TRIM28-mediated SUMOylation of SREBF1 drives PD‑L1 N‑glycosylation and immune evasion in bladder cancer

Abstract Bladder cancer progression is frequently accompanied by metabolic reprogramming and immune escape, yet how these processes are coupled remains unclear. Sterol regulatory element-binding transcription factor 1 (SREBF1) governs lipid homeostasis and is often deregulated in cancer. We find that SREBF1 is upregulated in human bladder tumours and associates with invasion, metastasis and poor patient outcome, critically, it sustains tumor growth by driving immune evasion. Mechanistically, SREBF1 directly interacts with the SUMO E3 ligase TRIM28, which catalyses SUMO2 conjugation of SREBF1 at K470, antagonizes K48-linked ubiquitination and stabilizes SREBF1. TRIM28 further enhances SREBF1 occupancy at the MGAT4A promoter and upregulates MGAT4A, thereby promoting N-linked glycosylation of PD-L1, which stabilizes PD-L1 and increases its plasma-membrane localization, dampening CD8 + T-cell cytotoxicity.

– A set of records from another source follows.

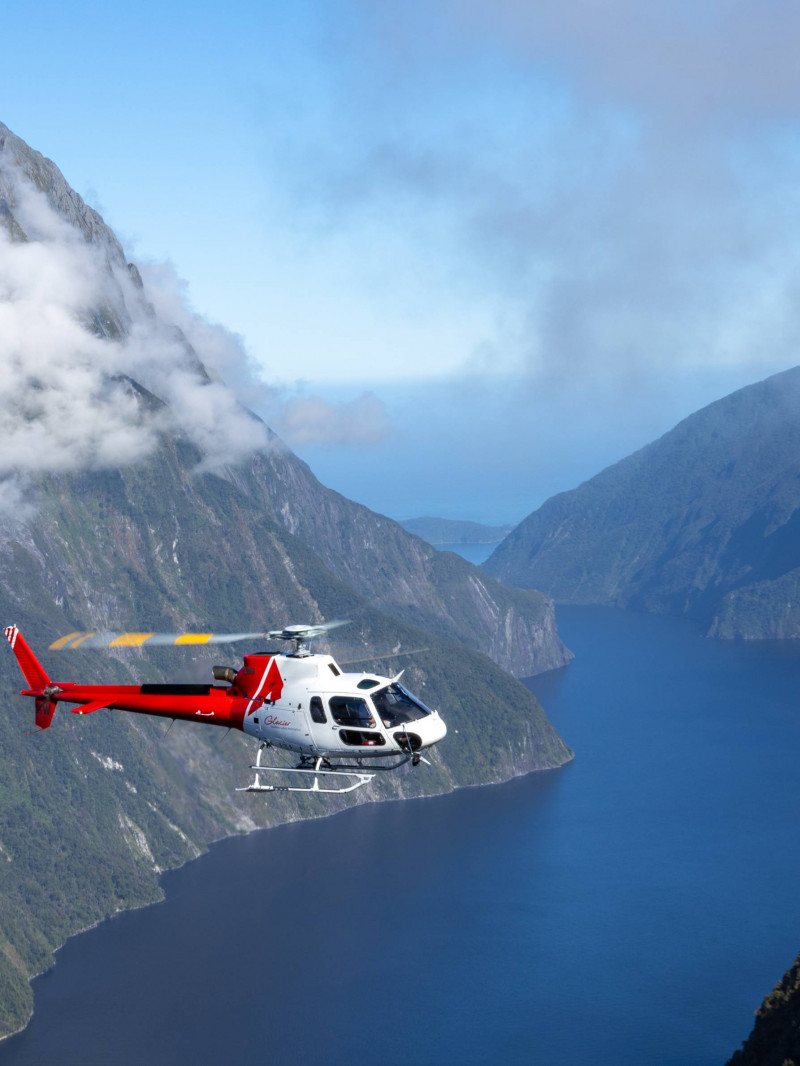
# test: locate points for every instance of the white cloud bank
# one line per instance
(77, 325)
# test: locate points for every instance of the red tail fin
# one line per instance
(34, 675)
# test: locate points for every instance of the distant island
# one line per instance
(442, 531)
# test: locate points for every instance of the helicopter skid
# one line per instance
(361, 778)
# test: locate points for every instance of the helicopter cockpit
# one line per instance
(397, 707)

In immunocompetent mice, TRIM28 knockdown reduces tumor growth, lowers PD-L1 and increases CD8 + T-cell infiltration—effects reversed by SREBF1 overexpression; in an immune-augmented human PDX model, SREBF1 targeting synergizes with anti–PD-1 without overt toxicity. These findings identify a TRIM28–SREBF1–MGAT4A axis that couples lipid metabolic rewiring to immune-checkpoint regulation via PD-L1 N-glycosylation, positioning SREBF1 as a biomarker for BCa progression and risk stratification and as a druggable node to potentiate PD-1 blockade.